New Zealand, although a modest emitter of greenhouse gases in global terms (it has but a modest human population, after all) is a prime exemplar of three reasons why.
Firstly, its emissions are significantly above the level pledged when it adopted the Kyoto Protocol. Its target was a zero increase; instead, emissions are 33% above 1990 levels, and it clearly isn’t going to make it.
That’s one factor behind its reluctance, just like Australia, the US and Japan, to make any big promises now – and that reluctance is the second reason why the prospect of large cuts in Copenhagen is receding.
The third reason is that in one sense all these pledges should logically stem from the UN process; they should all be honed in the negotiations that allow governments to judge what is in their best interests depending on what others are offering and demanding.
Instead they are being made unilaterally before the hard talk begins.

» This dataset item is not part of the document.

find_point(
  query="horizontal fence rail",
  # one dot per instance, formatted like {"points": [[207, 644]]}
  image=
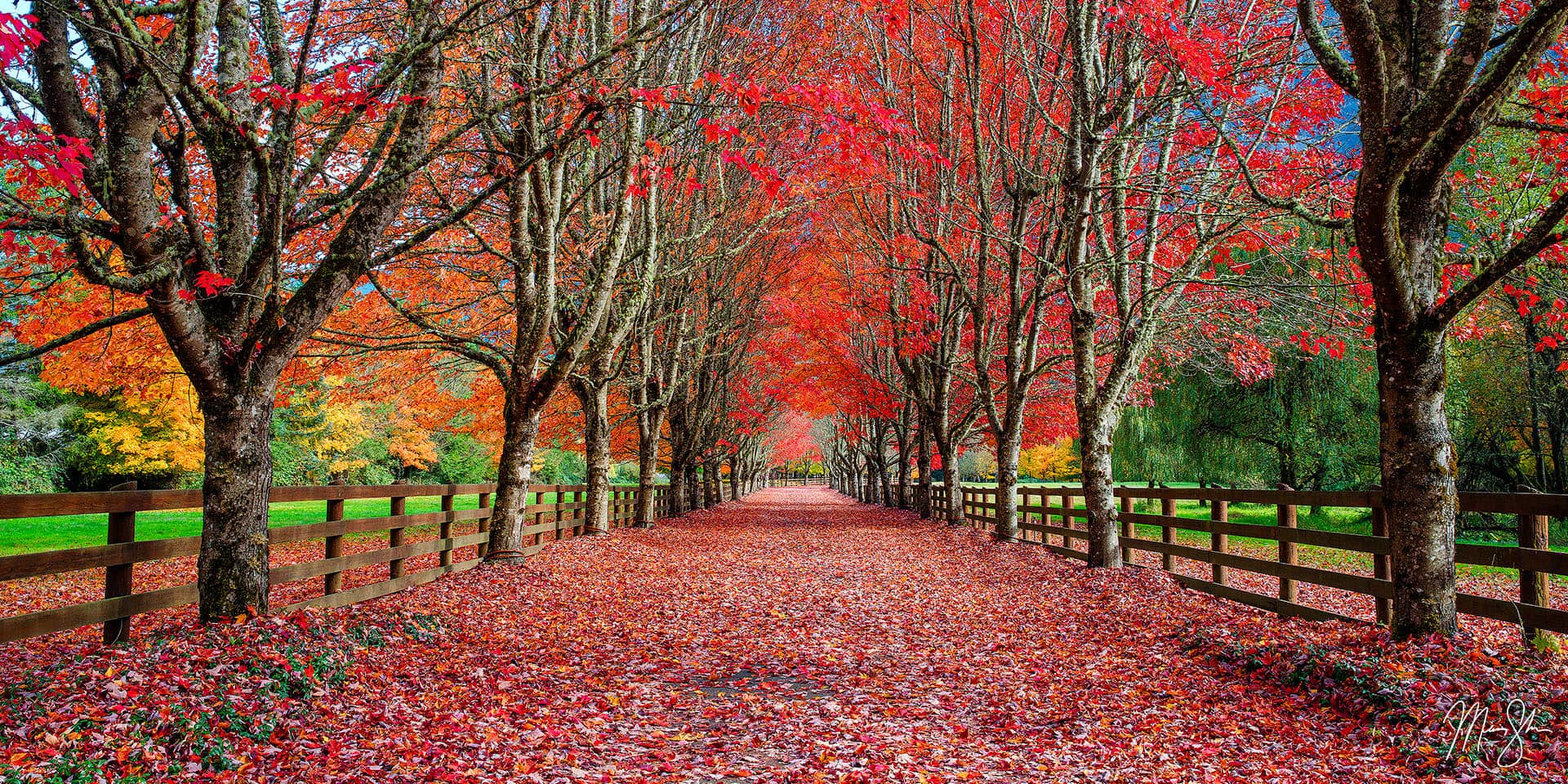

If all the developed countries draw their own lines in the sand, what prospect does that leave for meaningful negotiations?
Meanwhile in the US itself, signs are emerging that the bill projected to cut emissions back just beyond 1990 levels by 2020 may not sail through the Senate as its proponents had hoped.
Last week, 10 Democrat senators wrote to President Barack Obama [pdf link] indicating they would find it “extremely difficult” to support the bill unless it contained measures that would “maintain a level playing field for American manufacturers”.
Interpretations of what the letter means vary between the New York Times, whose headline judged the senators as “threatening” the bill’s passage, and the Natural Resources Defense Council (NRDC), a prominent US campaign group that found it “constructive”.
Whichever of those is correct in the context of US legislation, it’s hard to see how the senators’ move is constructive in any way at all for an international deal in Copenhagen.
It’s basically putting yet more lines in the sand. They derive from US domestic concerns; and the US, whoever currently speaks for it, does not have a deep well of goodwill on which to draw within the UN process.
Then there’s the timescale issue. The senators are demanding that US legislation contains measures that other countries might not find acceptable, and therefore that the US administration might have to concede.
So how sure do they need to be before supporting the bill? Will they need to see some wording agreed in the international talks before deciding?
Yet if there is no US legislation in place by Copenhagen, the prospects for an international deal recede.
It is a complex picture; and as we saw during the long years of turning the Kyoto Protocol into a practical set of rules and procedures, the more complex something becomes, the more likely it is that governments will insist on their own narrow demands being met.
Kyoto gained in little but modesty during that process; which surely makes speed a priority for anyone looking for something meaningful in Copenhagen.